Thursday, July 28, 2016

president hillary clinton, ww-III, and the deep state...,


internationalman |  Probably the most objectionable thing I find about Hillary is her reckless promotion of war.

I think she advocated for just about every conflict the U.S. has gotten involved with in the past 30 years, most of which have been unmitigated disasters.

She’s an ardent supporter of arming the so-called moderate Syrian rebels and toppling Bashar Al-Assad.

She’s supported the regime change in Ukraine.

She backed the surge in Afghanistan, which, predictably, accomplished exactly nothing.

She was the deciding factor in pushing Bill to bomb Serbia in the 1990s.

She infamously voted for the 2003 Iraq invasion.

And, of course, she was one of the main pushers of the NATO intervention in Libya that toppled Muammar Gaddafi.
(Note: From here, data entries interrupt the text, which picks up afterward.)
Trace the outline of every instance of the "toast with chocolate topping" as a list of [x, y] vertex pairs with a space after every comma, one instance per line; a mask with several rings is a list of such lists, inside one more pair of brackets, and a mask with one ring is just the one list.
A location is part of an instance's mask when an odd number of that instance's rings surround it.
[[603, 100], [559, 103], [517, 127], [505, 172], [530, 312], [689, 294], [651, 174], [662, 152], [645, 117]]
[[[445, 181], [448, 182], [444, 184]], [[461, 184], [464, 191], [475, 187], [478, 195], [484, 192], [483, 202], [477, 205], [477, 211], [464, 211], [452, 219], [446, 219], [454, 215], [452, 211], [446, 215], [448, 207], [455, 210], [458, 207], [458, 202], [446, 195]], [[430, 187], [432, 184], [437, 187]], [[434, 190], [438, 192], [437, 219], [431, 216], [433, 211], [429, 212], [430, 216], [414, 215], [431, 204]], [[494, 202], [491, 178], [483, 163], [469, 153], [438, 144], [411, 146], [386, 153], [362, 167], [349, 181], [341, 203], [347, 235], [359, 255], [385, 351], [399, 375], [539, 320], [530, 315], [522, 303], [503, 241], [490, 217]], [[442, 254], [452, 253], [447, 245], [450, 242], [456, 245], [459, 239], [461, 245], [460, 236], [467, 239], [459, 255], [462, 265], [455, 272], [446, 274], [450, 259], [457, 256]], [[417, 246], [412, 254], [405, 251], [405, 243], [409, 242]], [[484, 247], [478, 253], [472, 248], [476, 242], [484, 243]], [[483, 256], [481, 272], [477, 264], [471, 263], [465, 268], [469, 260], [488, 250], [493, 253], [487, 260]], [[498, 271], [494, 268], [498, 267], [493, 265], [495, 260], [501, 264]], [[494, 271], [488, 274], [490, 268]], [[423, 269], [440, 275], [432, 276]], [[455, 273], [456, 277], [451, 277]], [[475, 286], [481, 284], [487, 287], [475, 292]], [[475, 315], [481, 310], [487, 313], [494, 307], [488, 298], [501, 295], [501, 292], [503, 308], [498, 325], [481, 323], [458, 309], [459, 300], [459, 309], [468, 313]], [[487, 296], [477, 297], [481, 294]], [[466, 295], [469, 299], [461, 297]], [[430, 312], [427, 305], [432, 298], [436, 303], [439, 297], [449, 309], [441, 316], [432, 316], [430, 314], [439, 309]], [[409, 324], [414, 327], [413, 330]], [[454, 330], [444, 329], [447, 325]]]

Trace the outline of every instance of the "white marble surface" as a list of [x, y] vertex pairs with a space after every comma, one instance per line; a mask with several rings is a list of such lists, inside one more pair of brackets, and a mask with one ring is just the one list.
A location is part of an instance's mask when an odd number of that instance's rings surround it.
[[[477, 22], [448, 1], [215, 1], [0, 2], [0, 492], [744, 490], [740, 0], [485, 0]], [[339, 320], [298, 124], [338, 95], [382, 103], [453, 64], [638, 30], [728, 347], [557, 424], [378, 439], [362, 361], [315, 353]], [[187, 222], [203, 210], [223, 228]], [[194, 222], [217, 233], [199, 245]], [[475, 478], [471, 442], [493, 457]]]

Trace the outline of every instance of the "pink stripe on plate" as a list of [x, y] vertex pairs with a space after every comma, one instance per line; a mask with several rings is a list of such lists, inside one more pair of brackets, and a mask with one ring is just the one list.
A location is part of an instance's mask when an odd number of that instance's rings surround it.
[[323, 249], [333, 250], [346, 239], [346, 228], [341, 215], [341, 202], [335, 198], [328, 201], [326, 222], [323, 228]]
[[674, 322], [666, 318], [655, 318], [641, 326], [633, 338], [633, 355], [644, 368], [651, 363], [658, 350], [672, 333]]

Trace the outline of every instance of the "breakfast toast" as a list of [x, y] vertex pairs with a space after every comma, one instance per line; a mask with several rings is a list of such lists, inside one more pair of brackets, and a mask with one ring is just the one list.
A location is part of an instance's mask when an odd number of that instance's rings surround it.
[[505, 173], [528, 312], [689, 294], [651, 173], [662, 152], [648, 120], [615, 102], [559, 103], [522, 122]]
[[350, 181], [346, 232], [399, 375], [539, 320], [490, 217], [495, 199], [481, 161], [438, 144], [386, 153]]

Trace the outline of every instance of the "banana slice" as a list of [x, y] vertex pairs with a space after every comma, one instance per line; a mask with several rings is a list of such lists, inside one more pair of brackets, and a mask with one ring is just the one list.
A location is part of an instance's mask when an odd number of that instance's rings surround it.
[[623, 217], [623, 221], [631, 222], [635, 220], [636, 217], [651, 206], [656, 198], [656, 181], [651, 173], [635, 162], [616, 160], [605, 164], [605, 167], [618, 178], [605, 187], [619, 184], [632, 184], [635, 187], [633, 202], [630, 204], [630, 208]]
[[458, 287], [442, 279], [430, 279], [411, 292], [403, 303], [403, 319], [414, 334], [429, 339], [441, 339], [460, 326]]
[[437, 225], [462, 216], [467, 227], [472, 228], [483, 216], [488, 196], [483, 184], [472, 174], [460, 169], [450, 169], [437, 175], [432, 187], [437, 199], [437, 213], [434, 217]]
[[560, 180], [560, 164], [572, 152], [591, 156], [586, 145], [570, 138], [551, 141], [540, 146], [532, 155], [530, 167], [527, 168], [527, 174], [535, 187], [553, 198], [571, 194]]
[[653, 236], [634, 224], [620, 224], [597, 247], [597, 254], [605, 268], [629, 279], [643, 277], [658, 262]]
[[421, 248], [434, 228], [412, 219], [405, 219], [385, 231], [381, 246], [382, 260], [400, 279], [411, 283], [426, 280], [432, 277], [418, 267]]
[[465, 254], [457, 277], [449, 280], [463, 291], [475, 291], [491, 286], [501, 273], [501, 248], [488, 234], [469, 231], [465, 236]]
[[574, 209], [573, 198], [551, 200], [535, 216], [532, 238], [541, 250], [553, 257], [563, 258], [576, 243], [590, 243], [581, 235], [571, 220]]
After rebels gruesomely executed Gaddafi—they reportedly sodomized him with a bayonet—Hillary said on national TV, “We came, we saw, he died.” It’s sort of a sociopathic spin on “Veni, vidi, vici,” a famous saying from Julius Caesar, the Roman leader, which means “I came, I saw, I conquered.”

These are just some examples off the top of my head. She has apparently learned nothing—or the completely wrong lessons—from this trail of disasters. She’s an unrepentant warmonger. And I think the odds of WWIII breaking out will be much higher under a Hillary presidency.

One nugget from Hillary’s email scandal, known as the Blumenthal Memo, basically disclosed that the real reason NATO wanted to go after Gaddafi was not a desire to bring freedom, democracy and unicorns to the Libyan people, but because NATO feared that Gaddafi would use his vast gold reserves to back a currency that would displace a version of the French franc that is used in Central and Western Africa.

After NATO-backed rebels toppled Gaddafi, plans for the gold-backed currency, along with the gold itself, vanished like a double cheeseburger placed in front of Chris Christie.

Strangely, this damning piece of information from her emails barely gets a peep in the mass media narrative.